Hennock Parish Council is the same as a Town Council; it has the same powers and acts within the same legislation. It is the tier of local government closest to the people. It represents the concerns and aspirations of a genuine local community. The Council provides and maintains a range of services including allotments, play parks, car parks, and bus shelters.
What Can It Do?
As Parish Councils were created in law, Hennock Parish Council can only act within the law by exercising its powers and functions which have been conferred on it by Statutes. The basic responsibility of the Council is to make the lives of its local community more comfortable by representing the whole electorate within the parish, delivering or co-ordinating services to meet local needs and striving to improve quality of life in the parish. It also comments on planning applications.
The Parish Council does not receive Council Tax directly from the public, but it is primarily funded from a small percentage of the Council Tax charge made by Teignbridge District Council and it receives a precept and Council Tax Support grant.
Hennock Parish Council embodies the representation of people’s hopes and concerns for ensuring that local services are provided efficiently and effectively for the benefit of community wellbeing. It is aware of what its community needs and it strives to provide this through team work, accessing grant funding, representation at other meetings and lobbying appropriate bodies.
Hennock Parish Council is the collective voice of its community.
About The Parish
Hennock is a large parish of 3,469 acres with three main settlements – Hennock, Chudleigh Knighton and Teign Village.
The village of Hennock, mentioned in the Domesday Book of 1086, is 600ft above sea level with spectacular views across the Teign Valley towards the Haldon Hills. The parish church of St Mary the Virgin is an ancient building in the Early Perpendicular style. The first vicar is recorded in 1207. The primary school was built in 1865 by Sir Lawrence Palk, whose family name has been taken by the local pub, the Palk Arms. The area is predominately agricultural but is also known for its mining, particularly micaceous heamatite, a form of iron oxide used as a constituent of anti-corrosion paint on civil engineering structures across the world including the Eiffel Tower.
Chudleigh Knighton by contrast, situated on the edge of the Bovey Basin, is known for its association with ball clay mining and brick and tile making by Candy’s and later British Ceramic Tiles in nearby Heathfield. At one time the offices of Great Western Potteries, part of Candy and Co, were located at Church House, owned by the manager John Morland Limpus. The village is also mentioned in the Domesday Book as Chenistona – “Roger holds it from the Bishop of Exeter”. And until 1973, when the A38 was turned into a dual carriageway, was on the main route from Exeter to Plymouth.
The church of St Paul, built in 1841-42, is a cruciform structure of Haldon flint – only one of two of this type in Devon.

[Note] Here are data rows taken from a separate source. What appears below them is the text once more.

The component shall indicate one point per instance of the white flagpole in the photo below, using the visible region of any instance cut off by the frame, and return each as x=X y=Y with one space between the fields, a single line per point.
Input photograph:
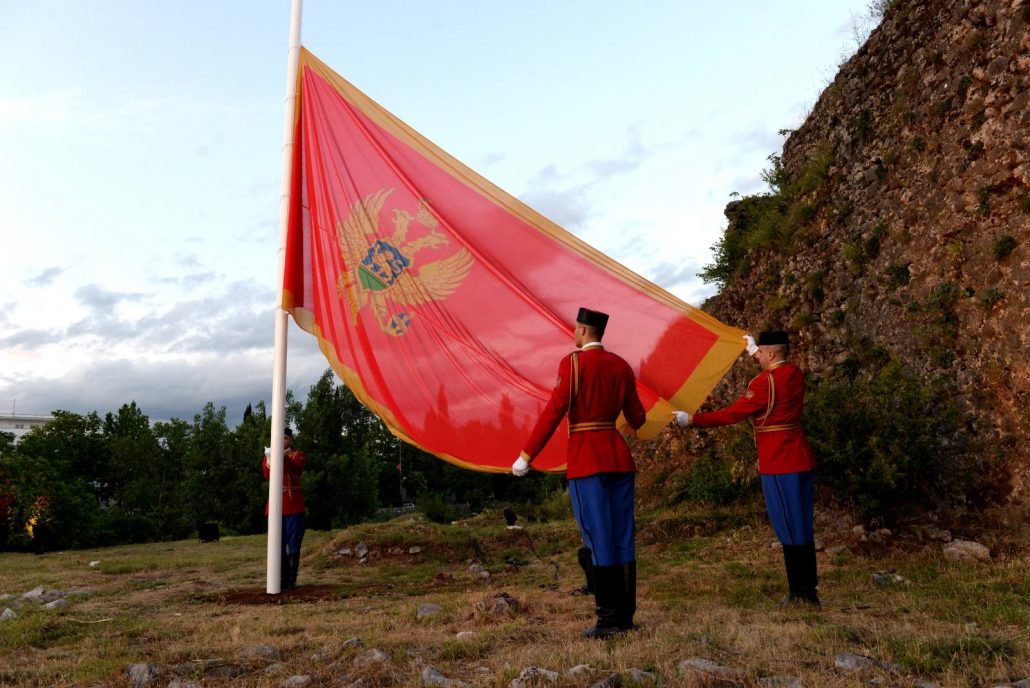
x=274 y=559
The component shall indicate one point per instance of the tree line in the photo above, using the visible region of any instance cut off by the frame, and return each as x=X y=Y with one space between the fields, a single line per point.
x=92 y=481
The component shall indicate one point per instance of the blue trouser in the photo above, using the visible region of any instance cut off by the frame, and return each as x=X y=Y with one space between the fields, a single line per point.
x=603 y=505
x=293 y=532
x=791 y=506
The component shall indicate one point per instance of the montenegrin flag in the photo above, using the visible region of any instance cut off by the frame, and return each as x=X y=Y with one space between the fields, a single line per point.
x=446 y=305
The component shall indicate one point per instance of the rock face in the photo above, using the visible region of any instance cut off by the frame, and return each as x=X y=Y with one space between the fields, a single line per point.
x=915 y=233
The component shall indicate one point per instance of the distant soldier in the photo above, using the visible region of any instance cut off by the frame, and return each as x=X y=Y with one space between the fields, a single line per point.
x=293 y=507
x=775 y=401
x=593 y=387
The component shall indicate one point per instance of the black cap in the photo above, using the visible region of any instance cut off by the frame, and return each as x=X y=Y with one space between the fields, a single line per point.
x=773 y=338
x=590 y=318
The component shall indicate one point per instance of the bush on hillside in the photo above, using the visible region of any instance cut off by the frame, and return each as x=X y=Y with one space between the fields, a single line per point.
x=878 y=439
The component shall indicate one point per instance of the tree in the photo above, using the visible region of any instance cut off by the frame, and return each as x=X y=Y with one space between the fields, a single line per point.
x=334 y=429
x=208 y=474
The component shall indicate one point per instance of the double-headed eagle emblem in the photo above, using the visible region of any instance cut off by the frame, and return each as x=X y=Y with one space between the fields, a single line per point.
x=384 y=272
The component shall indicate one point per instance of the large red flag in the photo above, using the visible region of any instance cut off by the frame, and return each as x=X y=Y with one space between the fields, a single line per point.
x=445 y=304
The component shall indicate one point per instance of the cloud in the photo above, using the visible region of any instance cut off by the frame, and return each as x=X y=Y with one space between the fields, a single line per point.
x=668 y=275
x=50 y=106
x=99 y=299
x=489 y=159
x=44 y=277
x=31 y=339
x=167 y=389
x=634 y=156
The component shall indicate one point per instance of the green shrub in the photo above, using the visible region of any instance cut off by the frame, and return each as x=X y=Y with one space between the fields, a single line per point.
x=436 y=508
x=898 y=273
x=771 y=220
x=710 y=480
x=1003 y=246
x=990 y=298
x=876 y=438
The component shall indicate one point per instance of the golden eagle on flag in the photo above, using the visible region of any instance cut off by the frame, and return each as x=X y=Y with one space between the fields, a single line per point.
x=445 y=304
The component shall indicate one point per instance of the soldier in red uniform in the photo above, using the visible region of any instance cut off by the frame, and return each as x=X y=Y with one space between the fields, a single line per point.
x=593 y=387
x=293 y=507
x=774 y=402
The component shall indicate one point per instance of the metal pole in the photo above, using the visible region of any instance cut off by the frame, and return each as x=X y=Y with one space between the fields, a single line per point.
x=274 y=558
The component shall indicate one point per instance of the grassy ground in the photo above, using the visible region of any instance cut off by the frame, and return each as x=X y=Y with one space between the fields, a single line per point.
x=709 y=581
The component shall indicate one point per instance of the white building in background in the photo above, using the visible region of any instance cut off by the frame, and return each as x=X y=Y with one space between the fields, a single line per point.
x=20 y=423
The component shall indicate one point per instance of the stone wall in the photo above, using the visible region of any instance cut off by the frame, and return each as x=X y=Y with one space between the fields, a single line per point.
x=918 y=238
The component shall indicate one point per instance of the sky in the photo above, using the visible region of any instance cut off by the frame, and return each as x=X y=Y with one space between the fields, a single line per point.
x=141 y=155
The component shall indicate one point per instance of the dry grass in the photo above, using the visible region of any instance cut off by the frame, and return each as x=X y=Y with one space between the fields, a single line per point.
x=704 y=592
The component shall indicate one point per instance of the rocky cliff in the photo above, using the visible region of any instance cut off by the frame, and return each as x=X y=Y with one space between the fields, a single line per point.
x=898 y=224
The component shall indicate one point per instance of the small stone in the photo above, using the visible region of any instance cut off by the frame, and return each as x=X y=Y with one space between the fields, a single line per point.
x=611 y=681
x=427 y=610
x=433 y=677
x=579 y=672
x=35 y=594
x=965 y=550
x=531 y=676
x=499 y=605
x=853 y=662
x=373 y=656
x=639 y=677
x=142 y=674
x=888 y=577
x=261 y=652
x=780 y=682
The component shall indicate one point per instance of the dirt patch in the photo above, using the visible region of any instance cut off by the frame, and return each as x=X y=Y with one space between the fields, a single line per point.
x=304 y=593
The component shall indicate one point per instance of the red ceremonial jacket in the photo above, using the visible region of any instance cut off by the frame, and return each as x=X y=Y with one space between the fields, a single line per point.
x=592 y=397
x=774 y=402
x=293 y=467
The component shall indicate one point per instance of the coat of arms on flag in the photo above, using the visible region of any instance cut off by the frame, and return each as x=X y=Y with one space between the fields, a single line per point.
x=445 y=304
x=386 y=272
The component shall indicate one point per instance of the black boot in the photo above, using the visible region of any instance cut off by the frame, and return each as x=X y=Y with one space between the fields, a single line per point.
x=586 y=563
x=294 y=562
x=808 y=574
x=627 y=600
x=284 y=570
x=800 y=563
x=607 y=581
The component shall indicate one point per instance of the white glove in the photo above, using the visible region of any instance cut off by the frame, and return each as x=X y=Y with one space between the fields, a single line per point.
x=752 y=347
x=520 y=467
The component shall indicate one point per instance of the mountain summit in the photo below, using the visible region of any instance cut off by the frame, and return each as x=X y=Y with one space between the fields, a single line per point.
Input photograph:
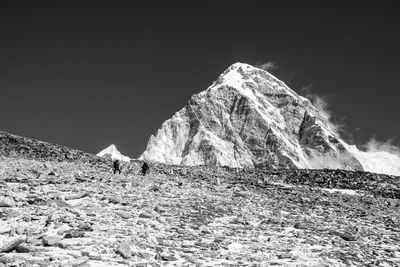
x=249 y=118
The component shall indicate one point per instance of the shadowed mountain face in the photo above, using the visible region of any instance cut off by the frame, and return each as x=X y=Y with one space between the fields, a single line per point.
x=249 y=118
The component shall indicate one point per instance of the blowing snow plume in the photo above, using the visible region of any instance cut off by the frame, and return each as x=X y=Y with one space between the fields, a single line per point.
x=374 y=145
x=321 y=103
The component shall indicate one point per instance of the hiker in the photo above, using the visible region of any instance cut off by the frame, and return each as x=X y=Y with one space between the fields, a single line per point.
x=117 y=166
x=145 y=167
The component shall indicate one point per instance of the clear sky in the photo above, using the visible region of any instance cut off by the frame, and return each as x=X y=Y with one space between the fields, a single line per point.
x=90 y=73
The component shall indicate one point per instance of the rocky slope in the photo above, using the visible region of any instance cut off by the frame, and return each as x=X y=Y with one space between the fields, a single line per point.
x=59 y=210
x=249 y=118
x=12 y=145
x=112 y=152
x=77 y=214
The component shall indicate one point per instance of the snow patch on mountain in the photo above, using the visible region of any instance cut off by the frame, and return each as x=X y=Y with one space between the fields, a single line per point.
x=114 y=153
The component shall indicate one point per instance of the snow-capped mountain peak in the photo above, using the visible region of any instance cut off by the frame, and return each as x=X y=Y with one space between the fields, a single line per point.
x=114 y=153
x=249 y=118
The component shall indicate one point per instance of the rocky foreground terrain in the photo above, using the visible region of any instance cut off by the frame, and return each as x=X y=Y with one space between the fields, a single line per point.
x=63 y=207
x=76 y=213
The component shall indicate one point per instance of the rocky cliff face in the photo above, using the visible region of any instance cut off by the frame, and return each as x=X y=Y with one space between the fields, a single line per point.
x=249 y=118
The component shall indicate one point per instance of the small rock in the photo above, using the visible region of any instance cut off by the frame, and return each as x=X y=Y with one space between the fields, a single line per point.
x=7 y=201
x=168 y=258
x=344 y=236
x=239 y=194
x=11 y=245
x=74 y=233
x=123 y=214
x=159 y=209
x=124 y=250
x=145 y=215
x=85 y=226
x=95 y=257
x=51 y=240
x=299 y=225
x=4 y=229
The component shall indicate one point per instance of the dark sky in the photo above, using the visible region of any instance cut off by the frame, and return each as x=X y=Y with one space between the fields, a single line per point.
x=87 y=74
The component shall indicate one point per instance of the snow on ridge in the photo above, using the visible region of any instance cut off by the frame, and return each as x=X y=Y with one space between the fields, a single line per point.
x=114 y=153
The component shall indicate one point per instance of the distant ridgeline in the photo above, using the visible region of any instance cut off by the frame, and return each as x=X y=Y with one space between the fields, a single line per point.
x=12 y=145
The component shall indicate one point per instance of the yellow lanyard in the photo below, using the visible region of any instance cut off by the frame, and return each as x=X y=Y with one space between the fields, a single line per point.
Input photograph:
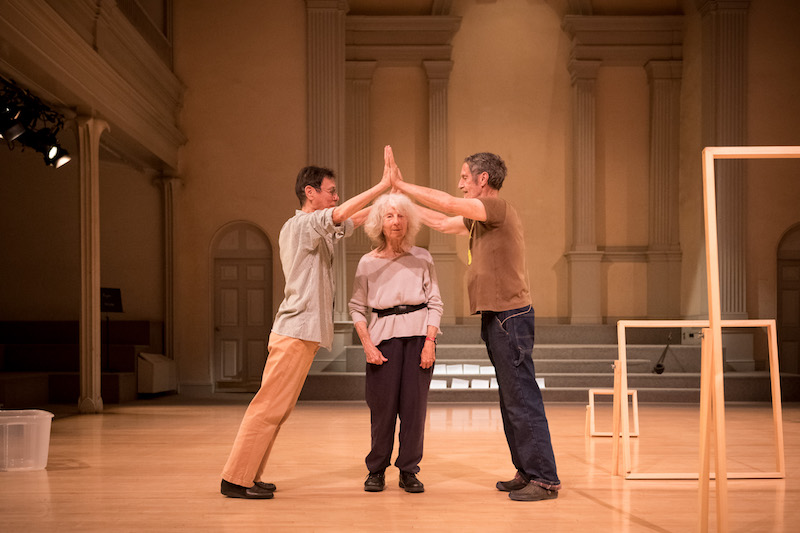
x=469 y=249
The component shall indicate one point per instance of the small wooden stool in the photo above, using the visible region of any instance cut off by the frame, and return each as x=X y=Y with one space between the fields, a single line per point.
x=590 y=426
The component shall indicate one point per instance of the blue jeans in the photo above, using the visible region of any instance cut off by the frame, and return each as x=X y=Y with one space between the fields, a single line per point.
x=509 y=340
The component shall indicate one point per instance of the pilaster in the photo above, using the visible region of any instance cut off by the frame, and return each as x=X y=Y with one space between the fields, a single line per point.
x=663 y=254
x=326 y=107
x=442 y=246
x=89 y=132
x=724 y=55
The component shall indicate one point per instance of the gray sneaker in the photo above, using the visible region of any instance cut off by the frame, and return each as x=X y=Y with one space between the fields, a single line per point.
x=517 y=483
x=533 y=493
x=375 y=482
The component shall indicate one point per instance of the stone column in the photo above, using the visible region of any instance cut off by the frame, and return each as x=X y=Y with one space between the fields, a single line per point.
x=584 y=258
x=663 y=254
x=724 y=54
x=169 y=186
x=326 y=103
x=724 y=61
x=359 y=81
x=442 y=246
x=89 y=132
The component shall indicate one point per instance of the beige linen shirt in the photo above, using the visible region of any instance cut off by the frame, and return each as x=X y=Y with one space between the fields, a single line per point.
x=306 y=243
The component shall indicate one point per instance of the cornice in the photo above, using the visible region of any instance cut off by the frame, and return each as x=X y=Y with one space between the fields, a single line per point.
x=400 y=38
x=625 y=40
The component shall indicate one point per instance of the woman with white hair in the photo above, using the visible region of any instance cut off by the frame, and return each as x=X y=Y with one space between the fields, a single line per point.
x=397 y=282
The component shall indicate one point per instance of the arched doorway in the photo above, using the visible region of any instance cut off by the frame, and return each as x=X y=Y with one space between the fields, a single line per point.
x=242 y=305
x=789 y=301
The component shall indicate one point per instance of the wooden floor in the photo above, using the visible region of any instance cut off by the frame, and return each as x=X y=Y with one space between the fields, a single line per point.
x=154 y=466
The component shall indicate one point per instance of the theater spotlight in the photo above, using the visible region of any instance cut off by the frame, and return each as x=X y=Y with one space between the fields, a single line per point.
x=11 y=126
x=57 y=157
x=44 y=141
x=29 y=122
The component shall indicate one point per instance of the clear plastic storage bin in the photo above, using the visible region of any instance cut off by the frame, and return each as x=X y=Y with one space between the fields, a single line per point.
x=24 y=439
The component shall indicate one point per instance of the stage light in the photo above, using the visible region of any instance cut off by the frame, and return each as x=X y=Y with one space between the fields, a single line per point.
x=11 y=125
x=57 y=157
x=26 y=120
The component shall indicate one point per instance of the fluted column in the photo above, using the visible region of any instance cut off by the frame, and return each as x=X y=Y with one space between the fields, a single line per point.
x=169 y=186
x=326 y=104
x=359 y=80
x=724 y=26
x=442 y=246
x=583 y=258
x=89 y=132
x=663 y=254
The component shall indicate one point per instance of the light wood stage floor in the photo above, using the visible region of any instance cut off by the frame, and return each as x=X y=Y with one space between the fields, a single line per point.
x=154 y=465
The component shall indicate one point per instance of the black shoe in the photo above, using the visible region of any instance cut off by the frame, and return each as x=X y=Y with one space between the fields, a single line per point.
x=410 y=483
x=517 y=483
x=252 y=493
x=266 y=486
x=375 y=482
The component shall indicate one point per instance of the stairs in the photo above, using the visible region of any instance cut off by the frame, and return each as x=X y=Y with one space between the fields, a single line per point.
x=569 y=359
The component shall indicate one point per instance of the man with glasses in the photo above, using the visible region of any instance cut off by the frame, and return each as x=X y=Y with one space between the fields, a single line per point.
x=304 y=321
x=497 y=285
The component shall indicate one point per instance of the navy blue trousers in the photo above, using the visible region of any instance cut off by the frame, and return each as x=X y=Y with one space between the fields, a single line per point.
x=509 y=340
x=398 y=389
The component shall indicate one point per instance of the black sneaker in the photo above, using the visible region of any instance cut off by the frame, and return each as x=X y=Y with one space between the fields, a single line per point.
x=410 y=483
x=266 y=486
x=375 y=482
x=251 y=493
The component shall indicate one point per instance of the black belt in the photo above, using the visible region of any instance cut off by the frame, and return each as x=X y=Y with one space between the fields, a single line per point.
x=399 y=310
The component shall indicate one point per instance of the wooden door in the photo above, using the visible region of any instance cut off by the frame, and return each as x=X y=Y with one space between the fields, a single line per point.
x=789 y=315
x=242 y=308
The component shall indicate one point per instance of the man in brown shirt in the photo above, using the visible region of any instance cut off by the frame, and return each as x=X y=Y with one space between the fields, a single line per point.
x=498 y=289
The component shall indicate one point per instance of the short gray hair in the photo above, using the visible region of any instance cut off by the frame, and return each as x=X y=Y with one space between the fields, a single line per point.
x=373 y=226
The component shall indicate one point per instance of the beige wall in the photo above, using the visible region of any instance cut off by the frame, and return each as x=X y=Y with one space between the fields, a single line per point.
x=244 y=115
x=510 y=94
x=39 y=237
x=40 y=232
x=773 y=187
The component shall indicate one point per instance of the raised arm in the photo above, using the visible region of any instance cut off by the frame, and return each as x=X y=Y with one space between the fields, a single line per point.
x=354 y=204
x=441 y=222
x=471 y=208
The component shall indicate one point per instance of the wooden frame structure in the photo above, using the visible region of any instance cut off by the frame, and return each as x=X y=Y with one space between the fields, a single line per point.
x=621 y=430
x=712 y=396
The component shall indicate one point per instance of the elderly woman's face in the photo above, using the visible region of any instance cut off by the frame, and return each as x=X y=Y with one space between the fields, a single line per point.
x=395 y=224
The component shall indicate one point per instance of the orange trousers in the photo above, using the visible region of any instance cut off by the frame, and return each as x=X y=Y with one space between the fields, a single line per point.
x=285 y=372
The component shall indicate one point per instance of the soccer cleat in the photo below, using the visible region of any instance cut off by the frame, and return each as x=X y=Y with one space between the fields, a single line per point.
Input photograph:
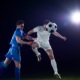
x=57 y=76
x=39 y=57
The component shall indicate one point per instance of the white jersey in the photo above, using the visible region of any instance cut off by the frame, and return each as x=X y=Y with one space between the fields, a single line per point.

Chudleigh Knighton became an ecclesiastical parish in 1880. The primary school was built in 1873. The village has a local pub – the Claycutters Arms which was probably a cider house before it gained a full licence. The village hall, built by Sir Charles Seale Hayne of Pitt House in 1895, was originally a working men’s club and until the early 1950’s was associated with the temperance movement, intended to keep the thirsty clay workers out of the pubs and cider houses.
Teign Village was built on either side of a lane leading up to Hennock from the Teign Valley by The Teign Valley Granite Company in 1910. All the bricks were made by the Teign Valley Concrete Company, with sand for the mortar from Newton Abbot Glassworks. The Sports and Social Club, still a thriving concern supporting two local football teams in the South Devon League, was founded in 1913 by the local quarry manager.